To protect and optimize their financial position, snowbirds need to be proactive with things such as out-of-country health insurance – don't assume your provincial health plan will pay for your hospital stay in Florida – and buying U.S. dollars. A good strategy for the latter is to set up a U.S. dollar account in Canada and stock up on greenbacks whenever the Canadian dollar goes up.

Some snowbirds like having a bank account in the U.S. Some banks make it easy, as the Hunters found out when they walked into a bank near their Florida property.

"We just went into the bank to inquire about the procedure for opening an account and we walked out with a chequing account, a debit card and an approved application for a credit card," says Mr. Hunter, who notes that these U.S. financial products have opened the door to memberships with big-bulk retailers, helping him and his wife to keep their food and gasoline costs down.

Other banks require a U.S. tax identification number, which Mr. Bazar says most Canadians won't qualify for. He recommends talking to your Canadian bank manager, who may be able to help set up a U.S. account.

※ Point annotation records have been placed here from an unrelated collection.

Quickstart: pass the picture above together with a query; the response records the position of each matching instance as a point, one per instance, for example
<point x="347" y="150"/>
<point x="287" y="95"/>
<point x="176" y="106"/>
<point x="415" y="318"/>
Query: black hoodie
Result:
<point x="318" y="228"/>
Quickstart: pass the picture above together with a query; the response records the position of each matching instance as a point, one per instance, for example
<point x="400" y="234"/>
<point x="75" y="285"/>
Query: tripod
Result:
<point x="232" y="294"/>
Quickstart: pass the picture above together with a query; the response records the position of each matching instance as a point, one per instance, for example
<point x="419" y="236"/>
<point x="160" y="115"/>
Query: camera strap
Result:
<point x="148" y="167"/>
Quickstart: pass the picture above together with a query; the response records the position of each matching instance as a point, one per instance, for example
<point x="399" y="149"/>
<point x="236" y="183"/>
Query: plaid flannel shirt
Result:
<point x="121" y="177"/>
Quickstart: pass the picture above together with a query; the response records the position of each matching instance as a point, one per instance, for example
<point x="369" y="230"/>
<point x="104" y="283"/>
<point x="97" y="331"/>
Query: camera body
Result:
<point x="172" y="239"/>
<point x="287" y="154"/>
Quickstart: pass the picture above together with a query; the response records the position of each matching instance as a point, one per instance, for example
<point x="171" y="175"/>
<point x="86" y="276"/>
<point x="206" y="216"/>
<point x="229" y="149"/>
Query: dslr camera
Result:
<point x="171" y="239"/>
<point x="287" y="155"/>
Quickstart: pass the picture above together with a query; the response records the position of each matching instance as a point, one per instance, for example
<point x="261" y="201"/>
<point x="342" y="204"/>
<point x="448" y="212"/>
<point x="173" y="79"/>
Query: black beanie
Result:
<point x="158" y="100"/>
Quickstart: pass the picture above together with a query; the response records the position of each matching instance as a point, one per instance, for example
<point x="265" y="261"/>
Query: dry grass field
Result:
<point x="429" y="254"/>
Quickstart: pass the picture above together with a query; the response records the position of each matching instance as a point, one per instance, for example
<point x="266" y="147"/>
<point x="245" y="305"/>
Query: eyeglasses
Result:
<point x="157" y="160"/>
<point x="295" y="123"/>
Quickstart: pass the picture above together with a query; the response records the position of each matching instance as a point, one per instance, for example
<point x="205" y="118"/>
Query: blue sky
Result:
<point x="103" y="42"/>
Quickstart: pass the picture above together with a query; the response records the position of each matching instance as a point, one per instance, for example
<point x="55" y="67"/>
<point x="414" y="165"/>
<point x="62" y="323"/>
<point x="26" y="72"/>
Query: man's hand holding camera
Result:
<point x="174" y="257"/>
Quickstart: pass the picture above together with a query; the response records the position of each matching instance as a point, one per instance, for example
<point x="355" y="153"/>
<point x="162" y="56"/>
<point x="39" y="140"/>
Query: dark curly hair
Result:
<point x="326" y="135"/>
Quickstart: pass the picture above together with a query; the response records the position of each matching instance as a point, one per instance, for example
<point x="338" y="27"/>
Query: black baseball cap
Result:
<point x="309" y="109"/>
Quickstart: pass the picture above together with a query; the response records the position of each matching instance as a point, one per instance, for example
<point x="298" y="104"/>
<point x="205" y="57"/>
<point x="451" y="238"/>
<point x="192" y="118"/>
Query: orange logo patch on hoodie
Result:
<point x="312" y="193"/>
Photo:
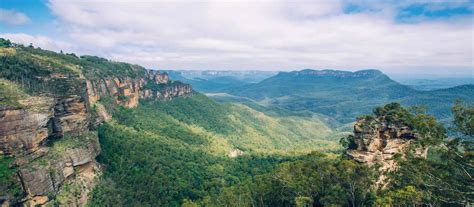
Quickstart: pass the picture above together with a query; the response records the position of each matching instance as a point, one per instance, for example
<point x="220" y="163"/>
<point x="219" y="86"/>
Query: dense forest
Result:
<point x="146" y="167"/>
<point x="192" y="151"/>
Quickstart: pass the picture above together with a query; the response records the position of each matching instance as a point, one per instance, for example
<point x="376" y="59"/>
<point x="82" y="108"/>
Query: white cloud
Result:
<point x="262" y="35"/>
<point x="38" y="41"/>
<point x="12" y="17"/>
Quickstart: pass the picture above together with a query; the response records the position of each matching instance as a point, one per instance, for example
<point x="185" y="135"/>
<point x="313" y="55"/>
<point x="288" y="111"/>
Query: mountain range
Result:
<point x="341" y="95"/>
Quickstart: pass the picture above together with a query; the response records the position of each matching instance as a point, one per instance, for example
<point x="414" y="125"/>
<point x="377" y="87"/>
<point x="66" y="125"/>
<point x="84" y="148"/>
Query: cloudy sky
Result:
<point x="417" y="37"/>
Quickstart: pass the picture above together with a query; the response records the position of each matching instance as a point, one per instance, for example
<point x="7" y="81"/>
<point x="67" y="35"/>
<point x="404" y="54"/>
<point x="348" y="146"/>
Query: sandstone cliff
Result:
<point x="47" y="142"/>
<point x="377" y="141"/>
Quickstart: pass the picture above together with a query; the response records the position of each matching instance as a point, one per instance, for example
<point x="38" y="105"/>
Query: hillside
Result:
<point x="59" y="112"/>
<point x="50" y="107"/>
<point x="344" y="95"/>
<point x="218" y="81"/>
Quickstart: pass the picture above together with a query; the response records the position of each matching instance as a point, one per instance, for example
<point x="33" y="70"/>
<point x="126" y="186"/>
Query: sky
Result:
<point x="398" y="37"/>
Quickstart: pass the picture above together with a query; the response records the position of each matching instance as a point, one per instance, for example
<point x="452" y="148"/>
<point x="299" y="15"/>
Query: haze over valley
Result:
<point x="236" y="103"/>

It's also important to shop around when it comes to buying health insurance, says Mr. Hunter. But don't just compare rates; look at fine-print details such as deductible amounts.

"With some companies, the deductible can be $1,000 per claim," he notes.

Mr. Hunter has plenty of other cost-saving tips to share. For instance, buying a mobile phone plan from a U.S. company with a Canadian presence – such as AT&T, which has a Canadian partner – can make it possible to use one phone in both countries without incurring roaming charges.

He says it's also a good idea for snowbirds who drive to get a transponder, so they can save money on toll fees. There's usually a small upfront cost to get a transponder – in Florida, a SunPass transponder costs US$5 – but the savings over the long term are worth it, says Mr. Hunter.